L’amblyopie est un déficit visuel fonctionnel chez l’humain qui, s’il n’est pas traité dans une période de temps limité avant 6-7 ans, est irréversible. C’est la principale cause de malvoyance qui touche 2 à 5 % de la population mondiale. Le but de ce travail est d’identifier les mécanismes neuronaux à l’origine de la perte de réponse du cortex cérébral aux stimuli visuels dans l’objectif d’allonger la fenêtre thérapeutique au-delà de l’enfance.
Nuisances prévues
À quelles procédures les animaux seront-ils soumis en règle générale?
Suture de la paupière (4 points de sutures) sur un matelas chauffant sous anesthésie profonde associée à une analgésie locale oculaire. Après le réveil les ratons sont remis à la mère . Durée totale de l’intervention : 10 minutes. CHIRURGIE SANS REVEIL POUR PRELEVEMENT D’ORGANE SOUS ANESTHESIE PROFONDE ET ANALGESIE LOCALE ET GENERALE POUR 9 ANIMAUX PARMI LES 144 DU PROJET.

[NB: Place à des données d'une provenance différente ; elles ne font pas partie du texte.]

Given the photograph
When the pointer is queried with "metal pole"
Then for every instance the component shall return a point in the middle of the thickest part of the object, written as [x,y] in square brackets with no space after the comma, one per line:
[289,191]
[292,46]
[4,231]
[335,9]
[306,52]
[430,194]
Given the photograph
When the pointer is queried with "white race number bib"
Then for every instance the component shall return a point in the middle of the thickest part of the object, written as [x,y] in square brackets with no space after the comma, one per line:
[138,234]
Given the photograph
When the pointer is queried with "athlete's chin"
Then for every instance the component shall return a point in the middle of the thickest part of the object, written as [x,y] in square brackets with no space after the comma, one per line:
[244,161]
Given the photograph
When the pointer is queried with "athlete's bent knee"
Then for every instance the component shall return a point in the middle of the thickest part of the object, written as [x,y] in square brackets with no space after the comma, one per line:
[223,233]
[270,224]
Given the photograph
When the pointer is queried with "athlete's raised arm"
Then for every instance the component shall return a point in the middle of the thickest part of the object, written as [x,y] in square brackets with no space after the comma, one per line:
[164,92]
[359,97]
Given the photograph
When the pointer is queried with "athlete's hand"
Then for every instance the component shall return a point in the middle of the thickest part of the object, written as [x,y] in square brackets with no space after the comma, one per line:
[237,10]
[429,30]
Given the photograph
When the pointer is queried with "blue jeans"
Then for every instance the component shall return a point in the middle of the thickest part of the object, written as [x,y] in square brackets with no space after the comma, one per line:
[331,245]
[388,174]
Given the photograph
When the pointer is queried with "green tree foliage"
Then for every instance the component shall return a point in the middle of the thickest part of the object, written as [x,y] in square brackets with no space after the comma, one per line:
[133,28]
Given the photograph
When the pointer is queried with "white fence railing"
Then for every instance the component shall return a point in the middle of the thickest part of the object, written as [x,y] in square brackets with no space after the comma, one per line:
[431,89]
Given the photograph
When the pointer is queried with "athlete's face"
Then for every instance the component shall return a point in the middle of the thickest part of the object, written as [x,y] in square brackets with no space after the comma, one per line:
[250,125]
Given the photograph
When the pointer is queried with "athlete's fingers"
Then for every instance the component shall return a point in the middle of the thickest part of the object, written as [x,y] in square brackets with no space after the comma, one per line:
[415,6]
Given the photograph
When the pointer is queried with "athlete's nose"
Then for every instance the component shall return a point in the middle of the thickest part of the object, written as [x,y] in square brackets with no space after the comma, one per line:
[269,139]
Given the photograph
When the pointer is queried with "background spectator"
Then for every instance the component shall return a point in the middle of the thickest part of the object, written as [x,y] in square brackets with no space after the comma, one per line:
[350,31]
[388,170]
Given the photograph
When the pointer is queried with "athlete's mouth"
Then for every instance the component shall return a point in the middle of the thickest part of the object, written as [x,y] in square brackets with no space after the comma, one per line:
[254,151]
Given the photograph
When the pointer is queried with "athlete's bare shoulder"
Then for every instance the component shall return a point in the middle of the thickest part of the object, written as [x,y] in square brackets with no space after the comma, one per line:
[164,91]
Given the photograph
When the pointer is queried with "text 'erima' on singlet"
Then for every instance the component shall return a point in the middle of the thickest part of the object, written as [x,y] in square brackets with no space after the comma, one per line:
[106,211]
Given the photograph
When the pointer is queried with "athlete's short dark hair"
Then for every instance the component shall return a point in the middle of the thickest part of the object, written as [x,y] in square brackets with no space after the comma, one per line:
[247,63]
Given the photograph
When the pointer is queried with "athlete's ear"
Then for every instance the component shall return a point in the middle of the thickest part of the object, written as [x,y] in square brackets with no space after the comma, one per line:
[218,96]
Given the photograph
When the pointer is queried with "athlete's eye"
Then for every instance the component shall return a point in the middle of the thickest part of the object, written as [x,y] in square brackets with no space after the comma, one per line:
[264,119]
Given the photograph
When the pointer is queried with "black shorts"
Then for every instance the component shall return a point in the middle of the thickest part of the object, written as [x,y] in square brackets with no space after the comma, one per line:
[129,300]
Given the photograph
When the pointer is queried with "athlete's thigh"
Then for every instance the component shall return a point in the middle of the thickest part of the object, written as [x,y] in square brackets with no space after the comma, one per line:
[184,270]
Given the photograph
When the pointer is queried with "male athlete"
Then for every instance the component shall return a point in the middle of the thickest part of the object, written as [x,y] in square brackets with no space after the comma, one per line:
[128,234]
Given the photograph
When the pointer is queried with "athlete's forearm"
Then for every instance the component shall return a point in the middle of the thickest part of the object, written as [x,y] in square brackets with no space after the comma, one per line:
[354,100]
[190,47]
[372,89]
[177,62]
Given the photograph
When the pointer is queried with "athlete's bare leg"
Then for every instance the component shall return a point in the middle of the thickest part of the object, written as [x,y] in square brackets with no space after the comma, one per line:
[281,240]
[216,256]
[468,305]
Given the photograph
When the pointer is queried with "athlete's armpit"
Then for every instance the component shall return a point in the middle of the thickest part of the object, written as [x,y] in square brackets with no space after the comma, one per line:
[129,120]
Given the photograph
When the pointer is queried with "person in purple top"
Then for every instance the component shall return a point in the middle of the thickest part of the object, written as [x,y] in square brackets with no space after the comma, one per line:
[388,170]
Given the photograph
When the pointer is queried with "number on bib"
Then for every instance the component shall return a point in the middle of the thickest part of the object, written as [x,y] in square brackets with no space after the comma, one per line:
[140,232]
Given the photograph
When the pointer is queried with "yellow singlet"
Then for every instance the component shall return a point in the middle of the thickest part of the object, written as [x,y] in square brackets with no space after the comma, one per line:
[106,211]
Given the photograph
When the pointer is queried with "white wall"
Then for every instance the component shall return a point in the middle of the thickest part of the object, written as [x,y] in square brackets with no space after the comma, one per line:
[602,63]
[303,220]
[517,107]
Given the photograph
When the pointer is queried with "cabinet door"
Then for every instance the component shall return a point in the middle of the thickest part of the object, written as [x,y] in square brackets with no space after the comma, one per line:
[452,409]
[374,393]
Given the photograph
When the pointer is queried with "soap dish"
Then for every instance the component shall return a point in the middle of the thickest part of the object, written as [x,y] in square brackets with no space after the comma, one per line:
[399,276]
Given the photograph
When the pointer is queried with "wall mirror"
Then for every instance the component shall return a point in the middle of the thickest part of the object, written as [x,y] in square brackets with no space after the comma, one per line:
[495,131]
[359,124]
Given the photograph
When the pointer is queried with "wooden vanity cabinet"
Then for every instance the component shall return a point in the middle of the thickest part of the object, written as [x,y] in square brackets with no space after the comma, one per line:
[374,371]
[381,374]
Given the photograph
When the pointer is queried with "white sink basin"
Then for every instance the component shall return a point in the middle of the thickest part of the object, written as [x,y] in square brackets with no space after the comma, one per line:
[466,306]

Quels sont les effets/effets indésirables prévus sur les animaux et la durée de ces effets?
Suite à la procédure de privation visuelle monoculaire par suture palpébrale, l’apparition d’effets indésirables sera contrôlée quotidiennement, en particulier : – risque d’infection au niveau des points de suture – risque d’arrachement des points de suture – risque comportemental (isolement, perte de mobilité).
Justifier le sort prévu des animaux à l’issue de la procédure.
Euthanasie préalable au prélèvement du tissu cérébral sur lequel seront réalisées les expérimentations.
Application de la règle des "3R"
1. Remplacement
L’utilisation d’animaux à des fins scientifiques est indispensable dans le cadre de ce projet dans la mesure où il est nécessaire de priver le système nerveux d’entrées sensorielles au cours du développement. L’utilisation de culture de neurones est donc naturellement exclue.
2. Réduction
La réduction du nombre d’animaux sera faite -Grâce à l’utilisation de rat des 2 sexes. – En multipliant le nombre d’expérimentateurs qui travaillent en parallèle sur le cerveau d’un rat sacrifié pour les mesures des phénomènes électriques des neurones, leur durée de survie étant limitée. -En miniaturisant le matériel cellulaire à prélever pour les analyses biochimiques grâce à l’utilisation de technologies de dernière génération de grande sensibilité. -En maintenant une formation régulière du personnel sur les techniques de sutures de paupières par les praticiens hospitaliers de notre laboratoire
3. Raffinement
Suture de la paupière (4 points de sutures) sur un matelas chauffant sous anesthésie profonde associée à une analgésie locale oculaire. Après le réveil les ratons sont remis à la mère en vérifiant que celle-ci les reprend bien en charge. Ils sont ensuite surveillés quotidiennement par un personnel expérimenté. En cas de problème lié à la suture (par exemple infection) l’animal sera écarté du lot et sera immédiatement euthanasié pour éviter toute souffrance.
Expliquer le choix des espèces et les stades de développement y afférents.
Le rat est le modèle animal le plus utilisé actuellement dans la littérature pour l’étude des mécanismes neuronaux de plasticité du système visuel. Notre laboratoire a acquis depuis quelques années une grande expertise dans le domaine de l’électrophysiologie neuronale, en particulier chez le rat. Nous avons choisi de mener notre étude sur des rats Long Evans dont l’acuité visuelle est supérieure à celle des rats Wistar habituellement utilisés au laboratoire. Les animaux seront utilisés entre J12 et J22, période critique de développement de la fonction visuelle.